NHS Resolution has published ‘Advise, Resolve and Learn: Our strategy to 2025’, laying out strategic priorities over the next three years, including a new focus to improve maternity care.
The strategy sets out four main priorities: to deliver fair resolution, to share data and insights as a catalyst for improvement, to collaborate to improve maternity outcomes, and to invest in people and systems in order to transform business.
As part of its priority to share data and insights for improvement, NHS Resolution highlights it “holds one of the largest databases of healthcare-related compensation claims in the world, complemented by data on practitioner performance concerns and the causes of contracting disputes in primary care. This is over 25 years’ worth of data on concerns raised about NHS care. We have a duty to use this information responsibly to drive positive change for patients and staff.”
Digital, data and technology is seen as key to achieving this priority, to improve through use of data and insights; the strategy describes how the organisation will ensure “that our unique data sets help derive usable insights that benefit patients and the healthcare and justice systems”.
The organisation aims to ‘do more to share specialist knowledge and technical expertise’ and notes ambitions to focus on “systematically gathering, analysing and acting on quantitative and qualitative data”, “proactively explaining the data we hold”, “reviewing where we can align our datasets with others” and “collaborating with others to develop a deeper, system-wide understanding of those areas”.
The focus on data continues, including to use “analytical tools that are relevant, flexible and adaptable to the full range of our service users’ needs, including those in general practice, secondary care and integrated care systems as well as other national partners.”
When it comes to investing in people and systems to transform business, the strategy notes the importance of making sure that “our people are conversant with the range of digital transformations happening across the health and justice sectors and are able to provide our services in that context.” Modern equipment and workplaces are highlighted as key to this, with the organisation also stating that “modernised systems allow us to continually improve our effectiveness and efficiency and keep pace with future developments in areas such as robotic process automation and artificial intelligence.”

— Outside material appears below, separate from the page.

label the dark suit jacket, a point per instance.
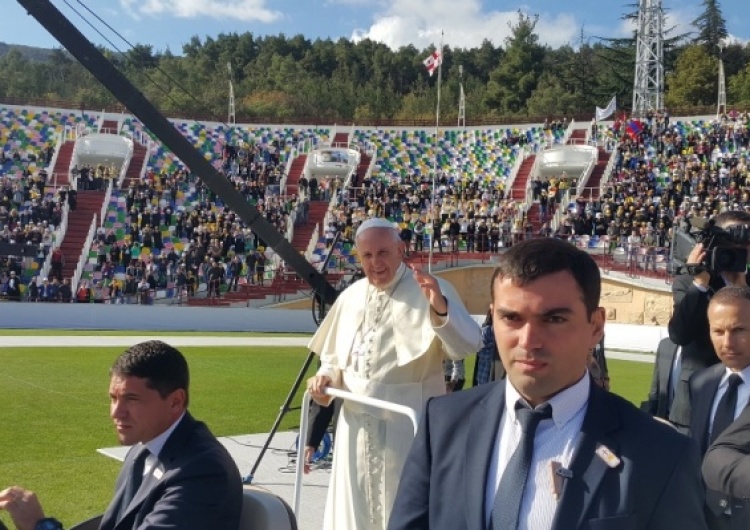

The strategy then focuses on the anticipated digital focus for each year. For 2022, it comments, “We will develop seamless collaboration with the wider NHS and enable the development of new service processes”; 2023, meanwhile, will see key partners “experience consistent and easy access to our data”. By 2024, it is the organisation’s ambition that “our knowledge and data [will] help the NHS to improve, supporting greater understanding of the causes of incidents and feedback to the system.”
Through delivering the strategy, the organisation intends to contribute to a reduction in harm to patients, distress caused when a claim or concern arises and cost, along with ensuring in indemnity arrangements are a driver for positive change.